Brexit: the failure of feedback


29/08/2016




Over the weeks as we singularly fail communicate vital ideas to diverse groups of people, we have been constantly exploring ways of trying to do the job better. We never stop doing this.

However, there is a great deal to be said for the axiom, "you can take a horse to water but you cannot make it think". Many of our failures are not of our making. You cannot help people who don't want help. Especially, we cannot (and will not) help those whose only purpose in seeking information is to confirm their own preconceptions. We are not in the business of telling people only what they wnt to hear.

But what has been particularly intriguing is the influence of what is termed the Dunning-Kruger effect which, summed up, describes a cognitive bias which prevents incompetent people recognising their own incompetence. Basically, "If you're incompetent, you can’t know you're incompetent.… The skills you need to produce a right answer are exactly the skills you need to recognise what a right answer is".

This, though, is not the focus of this post. Within the paper (linked above) is a section on "incompetence and the failure of feedback". The essence of the thinking is that while incompetent individuals are unable to spot their poor performances themselves, negative feedback can (and should) provide a corrective.

The problem, though, is that while feedback is an essential corrective, people seldom receive negative feedback about their skills and abilities from others in everyday life. Even young children are familiar with the notion that: "if you do not have something nice to say, don't say anything at all".

Secondly, some tasks and settings preclude people from receiving self-correcting information that would reveal the suboptimal nature of their decisions.

Third, even if people receive negative feedback, they still must come to an accurate understanding of why that failure has occurred. The truly incompetent people are unable to evaluate the feedback they are getting, and put it to good use.

But what is of special interest here is the second category, where some tasks and settings preclude people from receiving self-correcting information. This, effectively describes the "bubble" effect, where people exclude feedback because it comes from outside the bubble, while their peers (in the first category) fail to provide any critical feedback.

Another self-excluding filter is "prestige", where people with an excessive regard for their own worth or social position, will reject feedback if it comes from what they regard as an inferior source.

The combined effect of these omissions and exclusions is to put clever (or competent) people on a par on the incompetent. Although they are capable of processing feedback, they put up barriers to prevent it reaching them. Through this, we see why intelligent people so often behave in stupid ways.
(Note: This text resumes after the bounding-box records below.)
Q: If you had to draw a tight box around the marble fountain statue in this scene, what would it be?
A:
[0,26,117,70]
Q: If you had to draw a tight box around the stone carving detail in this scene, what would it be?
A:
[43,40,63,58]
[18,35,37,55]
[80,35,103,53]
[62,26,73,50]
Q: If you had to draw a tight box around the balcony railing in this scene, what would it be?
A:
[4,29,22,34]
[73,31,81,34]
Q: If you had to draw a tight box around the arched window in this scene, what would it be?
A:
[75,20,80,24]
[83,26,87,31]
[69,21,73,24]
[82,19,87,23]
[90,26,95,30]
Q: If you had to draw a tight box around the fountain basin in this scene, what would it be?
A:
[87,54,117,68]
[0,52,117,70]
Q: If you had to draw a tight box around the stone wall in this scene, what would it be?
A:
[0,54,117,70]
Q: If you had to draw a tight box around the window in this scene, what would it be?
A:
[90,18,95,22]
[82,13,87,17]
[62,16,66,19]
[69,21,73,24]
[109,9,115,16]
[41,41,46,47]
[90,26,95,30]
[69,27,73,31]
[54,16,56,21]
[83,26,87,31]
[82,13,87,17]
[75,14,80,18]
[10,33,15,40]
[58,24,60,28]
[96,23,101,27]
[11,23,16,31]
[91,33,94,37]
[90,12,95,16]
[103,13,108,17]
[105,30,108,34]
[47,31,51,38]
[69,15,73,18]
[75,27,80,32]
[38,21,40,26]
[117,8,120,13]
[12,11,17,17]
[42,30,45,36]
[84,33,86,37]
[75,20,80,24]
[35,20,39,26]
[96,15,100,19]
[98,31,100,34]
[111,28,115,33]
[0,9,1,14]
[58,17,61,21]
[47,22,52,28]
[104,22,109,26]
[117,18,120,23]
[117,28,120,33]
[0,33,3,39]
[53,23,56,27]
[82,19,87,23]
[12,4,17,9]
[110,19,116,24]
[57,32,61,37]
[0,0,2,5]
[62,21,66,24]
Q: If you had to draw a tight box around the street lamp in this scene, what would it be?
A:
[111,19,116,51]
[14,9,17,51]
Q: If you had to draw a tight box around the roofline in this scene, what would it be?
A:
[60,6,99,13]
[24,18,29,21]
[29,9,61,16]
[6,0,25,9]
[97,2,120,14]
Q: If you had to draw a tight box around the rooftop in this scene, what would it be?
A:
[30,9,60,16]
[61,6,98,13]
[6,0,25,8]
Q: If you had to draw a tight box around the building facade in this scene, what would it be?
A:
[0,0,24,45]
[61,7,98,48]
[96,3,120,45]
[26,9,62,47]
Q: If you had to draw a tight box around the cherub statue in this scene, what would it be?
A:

And that, I think, is one important reason why the Brexit debate is going adrift. The bubble-dwellers and the self-important are blocking out the feedback they need and are depriving themselves of correctives which would straighten out some of the stupidity we are seeing.

The tragedy is that people inside the bubble most often can't see the walls, while those with an over-inflated sense of self-worth are often beyond reach. They cannot learn from their errors because, in their own estimation, they never make any.

For those people, memento mori has no meaning. Mostly, they are unreachable. We cannot communicate with them. We have to learn how to by-pass the blockage.